BACHELET, PIÑERA Y FANTUZZI

– ¿Cómo se lee la bajada de Bachelet en las encuestas?
– El sondeo de Adimark entrega dos cifras poco presentadas: aprobación 40% y reprobación 53% y gobiernistas 46% y opositor 30%. Eso implica que hay gente que se declara gobiernista, pero que evalúa mal el Gobierno. Es decir, hay una base sólida de recuperación.

– ¿Es un llamado a ponerse las pilas?
– Apurar el tranco, o sea, que salga el AVP, que beneficia a 2 millones de chilenos, mandar el aborto terapéutico con las tres causales, sacar la ley Ricarte Soto, acelerar los 2.200 jardines infantiles y las 4.500 salas cunas, etc.

– ¿Da para imaginarse el escenario de 2017 a contar de ahora?
– Me imagino una primaria en la Nueva Mayoría, donde la única duda es si la DC deja competir a Marco Enríquez-Ominami y se rompe el veto.

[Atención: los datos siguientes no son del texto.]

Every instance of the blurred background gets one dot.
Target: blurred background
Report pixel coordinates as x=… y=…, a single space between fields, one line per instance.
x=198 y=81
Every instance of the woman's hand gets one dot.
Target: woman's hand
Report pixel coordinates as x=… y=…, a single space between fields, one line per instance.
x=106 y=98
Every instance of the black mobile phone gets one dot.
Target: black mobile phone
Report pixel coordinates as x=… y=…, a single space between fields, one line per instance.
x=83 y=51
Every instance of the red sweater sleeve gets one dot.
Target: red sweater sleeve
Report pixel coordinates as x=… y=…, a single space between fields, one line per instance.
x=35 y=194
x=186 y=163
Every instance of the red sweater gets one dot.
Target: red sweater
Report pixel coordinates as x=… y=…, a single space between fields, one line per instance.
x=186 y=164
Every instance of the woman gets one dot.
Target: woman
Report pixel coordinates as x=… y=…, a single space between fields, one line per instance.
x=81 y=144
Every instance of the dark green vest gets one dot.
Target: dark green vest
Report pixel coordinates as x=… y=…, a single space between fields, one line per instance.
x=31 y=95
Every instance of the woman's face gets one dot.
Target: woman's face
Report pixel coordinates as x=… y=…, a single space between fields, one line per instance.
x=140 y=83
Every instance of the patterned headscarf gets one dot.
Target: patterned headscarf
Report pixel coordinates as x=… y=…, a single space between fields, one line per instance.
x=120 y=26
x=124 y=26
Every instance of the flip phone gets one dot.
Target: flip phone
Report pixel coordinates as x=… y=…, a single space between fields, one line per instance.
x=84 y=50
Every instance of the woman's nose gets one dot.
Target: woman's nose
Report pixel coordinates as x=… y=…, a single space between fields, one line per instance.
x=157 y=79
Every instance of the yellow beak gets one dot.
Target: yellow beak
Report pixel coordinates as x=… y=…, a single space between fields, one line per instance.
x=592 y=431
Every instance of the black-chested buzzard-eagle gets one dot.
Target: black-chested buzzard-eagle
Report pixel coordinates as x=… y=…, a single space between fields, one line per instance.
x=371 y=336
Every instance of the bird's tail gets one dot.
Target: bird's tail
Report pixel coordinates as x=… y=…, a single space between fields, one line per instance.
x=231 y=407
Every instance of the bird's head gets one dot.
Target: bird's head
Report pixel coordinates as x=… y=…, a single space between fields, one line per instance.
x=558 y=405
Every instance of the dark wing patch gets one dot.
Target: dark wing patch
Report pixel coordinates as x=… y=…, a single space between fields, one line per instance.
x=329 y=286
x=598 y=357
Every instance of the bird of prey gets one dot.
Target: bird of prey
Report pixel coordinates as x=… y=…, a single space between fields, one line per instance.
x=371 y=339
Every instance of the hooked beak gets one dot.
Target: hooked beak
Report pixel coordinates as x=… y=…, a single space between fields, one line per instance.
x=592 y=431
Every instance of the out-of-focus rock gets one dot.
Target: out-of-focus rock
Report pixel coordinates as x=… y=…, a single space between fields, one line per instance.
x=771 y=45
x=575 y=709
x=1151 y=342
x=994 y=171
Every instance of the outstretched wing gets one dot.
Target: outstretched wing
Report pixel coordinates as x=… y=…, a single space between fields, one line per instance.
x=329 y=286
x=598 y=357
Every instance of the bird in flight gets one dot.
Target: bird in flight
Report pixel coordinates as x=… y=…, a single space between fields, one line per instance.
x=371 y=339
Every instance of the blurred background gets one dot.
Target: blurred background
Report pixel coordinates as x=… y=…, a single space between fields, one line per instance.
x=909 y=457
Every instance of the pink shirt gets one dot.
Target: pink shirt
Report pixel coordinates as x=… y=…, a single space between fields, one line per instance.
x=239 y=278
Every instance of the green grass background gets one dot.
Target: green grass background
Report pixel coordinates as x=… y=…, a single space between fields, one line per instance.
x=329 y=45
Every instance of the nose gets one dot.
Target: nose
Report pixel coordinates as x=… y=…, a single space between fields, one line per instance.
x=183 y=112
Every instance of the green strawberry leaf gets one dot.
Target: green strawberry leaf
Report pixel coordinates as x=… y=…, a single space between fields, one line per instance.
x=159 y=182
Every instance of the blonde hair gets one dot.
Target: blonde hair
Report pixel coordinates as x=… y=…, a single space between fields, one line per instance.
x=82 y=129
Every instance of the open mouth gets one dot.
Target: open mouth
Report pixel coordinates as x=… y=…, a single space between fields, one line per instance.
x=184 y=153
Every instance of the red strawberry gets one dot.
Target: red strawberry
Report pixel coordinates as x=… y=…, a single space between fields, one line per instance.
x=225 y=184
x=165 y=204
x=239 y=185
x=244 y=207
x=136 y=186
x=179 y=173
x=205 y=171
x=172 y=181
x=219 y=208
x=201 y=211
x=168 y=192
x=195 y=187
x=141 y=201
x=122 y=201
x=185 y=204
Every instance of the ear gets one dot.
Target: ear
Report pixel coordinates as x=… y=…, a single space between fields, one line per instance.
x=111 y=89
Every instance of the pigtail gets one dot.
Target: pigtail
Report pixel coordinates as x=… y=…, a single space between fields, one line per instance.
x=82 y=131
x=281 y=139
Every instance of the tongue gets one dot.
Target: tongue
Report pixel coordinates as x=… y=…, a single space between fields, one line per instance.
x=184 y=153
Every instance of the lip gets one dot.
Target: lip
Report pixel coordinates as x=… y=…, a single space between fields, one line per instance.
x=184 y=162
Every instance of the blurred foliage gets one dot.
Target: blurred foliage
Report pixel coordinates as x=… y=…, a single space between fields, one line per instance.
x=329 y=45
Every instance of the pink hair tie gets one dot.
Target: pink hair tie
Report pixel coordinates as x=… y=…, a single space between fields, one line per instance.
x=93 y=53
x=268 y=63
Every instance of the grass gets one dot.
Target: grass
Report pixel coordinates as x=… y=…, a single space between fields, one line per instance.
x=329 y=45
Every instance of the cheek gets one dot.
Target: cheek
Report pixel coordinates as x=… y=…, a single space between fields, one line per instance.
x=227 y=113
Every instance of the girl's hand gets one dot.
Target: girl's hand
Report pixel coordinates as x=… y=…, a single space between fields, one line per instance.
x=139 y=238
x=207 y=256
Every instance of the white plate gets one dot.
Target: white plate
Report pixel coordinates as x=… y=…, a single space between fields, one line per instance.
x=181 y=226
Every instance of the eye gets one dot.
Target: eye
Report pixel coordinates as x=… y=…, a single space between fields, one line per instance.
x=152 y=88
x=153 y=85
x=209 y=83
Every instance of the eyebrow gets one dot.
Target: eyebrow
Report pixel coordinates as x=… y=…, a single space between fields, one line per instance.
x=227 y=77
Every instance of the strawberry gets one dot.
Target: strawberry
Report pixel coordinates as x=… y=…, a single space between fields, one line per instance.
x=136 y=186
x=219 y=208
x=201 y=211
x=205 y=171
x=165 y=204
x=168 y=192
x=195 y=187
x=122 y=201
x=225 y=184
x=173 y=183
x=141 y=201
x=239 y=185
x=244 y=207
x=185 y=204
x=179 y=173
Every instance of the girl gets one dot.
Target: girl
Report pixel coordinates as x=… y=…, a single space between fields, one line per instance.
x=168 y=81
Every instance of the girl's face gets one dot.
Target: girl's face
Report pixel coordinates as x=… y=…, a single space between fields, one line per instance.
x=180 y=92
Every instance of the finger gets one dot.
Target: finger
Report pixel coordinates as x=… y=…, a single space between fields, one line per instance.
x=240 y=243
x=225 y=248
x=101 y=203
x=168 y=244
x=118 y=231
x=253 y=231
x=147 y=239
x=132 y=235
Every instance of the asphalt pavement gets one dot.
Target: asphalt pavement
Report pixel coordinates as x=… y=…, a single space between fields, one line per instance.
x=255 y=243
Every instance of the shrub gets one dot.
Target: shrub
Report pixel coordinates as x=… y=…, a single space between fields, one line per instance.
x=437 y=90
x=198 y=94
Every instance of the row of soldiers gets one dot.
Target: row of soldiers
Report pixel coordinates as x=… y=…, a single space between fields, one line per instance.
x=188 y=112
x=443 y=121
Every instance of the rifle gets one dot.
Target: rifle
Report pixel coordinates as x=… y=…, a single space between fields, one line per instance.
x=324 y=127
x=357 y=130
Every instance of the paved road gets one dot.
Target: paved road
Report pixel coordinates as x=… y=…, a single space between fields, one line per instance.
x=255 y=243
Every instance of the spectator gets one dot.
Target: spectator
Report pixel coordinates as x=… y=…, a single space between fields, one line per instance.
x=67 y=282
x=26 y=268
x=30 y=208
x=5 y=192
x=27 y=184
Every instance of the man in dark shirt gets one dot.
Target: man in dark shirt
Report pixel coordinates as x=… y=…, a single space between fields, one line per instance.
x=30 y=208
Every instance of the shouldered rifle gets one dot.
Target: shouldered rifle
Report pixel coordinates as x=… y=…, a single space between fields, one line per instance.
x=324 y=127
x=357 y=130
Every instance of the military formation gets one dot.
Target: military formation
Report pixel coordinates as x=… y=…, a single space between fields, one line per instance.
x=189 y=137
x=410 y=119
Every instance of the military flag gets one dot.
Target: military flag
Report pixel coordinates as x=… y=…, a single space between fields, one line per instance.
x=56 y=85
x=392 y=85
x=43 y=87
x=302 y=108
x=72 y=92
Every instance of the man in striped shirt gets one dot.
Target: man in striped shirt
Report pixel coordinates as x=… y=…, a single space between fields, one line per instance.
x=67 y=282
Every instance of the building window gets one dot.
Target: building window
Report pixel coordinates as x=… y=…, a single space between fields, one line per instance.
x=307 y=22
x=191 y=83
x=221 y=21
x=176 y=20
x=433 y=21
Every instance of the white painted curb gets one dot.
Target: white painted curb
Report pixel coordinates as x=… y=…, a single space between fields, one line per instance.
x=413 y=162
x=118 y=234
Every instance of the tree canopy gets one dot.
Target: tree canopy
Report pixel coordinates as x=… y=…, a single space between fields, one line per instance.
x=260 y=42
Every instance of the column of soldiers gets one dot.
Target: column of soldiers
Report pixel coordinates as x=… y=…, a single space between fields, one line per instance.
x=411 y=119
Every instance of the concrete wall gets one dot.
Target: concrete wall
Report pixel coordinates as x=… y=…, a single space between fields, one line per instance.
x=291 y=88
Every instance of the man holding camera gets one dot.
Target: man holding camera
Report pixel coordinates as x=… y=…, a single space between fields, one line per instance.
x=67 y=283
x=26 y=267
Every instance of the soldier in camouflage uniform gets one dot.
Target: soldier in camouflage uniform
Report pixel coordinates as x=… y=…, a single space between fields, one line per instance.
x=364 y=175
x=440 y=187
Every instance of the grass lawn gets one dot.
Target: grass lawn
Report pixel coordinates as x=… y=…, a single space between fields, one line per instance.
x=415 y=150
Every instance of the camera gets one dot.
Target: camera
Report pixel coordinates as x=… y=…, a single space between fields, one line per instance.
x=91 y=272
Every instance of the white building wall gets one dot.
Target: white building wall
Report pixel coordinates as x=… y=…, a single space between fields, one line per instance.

Y en el otro lado… ¡un chiste! El mejor candidato lejos es Piñera, pero él no volvió a militar. ¿Con quién compite Allamand, Ossandón y Espina? Primero entre ellos y después contra Piñera.

– ¿Piñera entra por arriba?
– Obvio, por arriba.

– Y sin problema de recursos además.
– Piñera no necesita raspados de olla.

– Tiene hartas ollas.
– Dispone de Fantuzzi completo (ríe).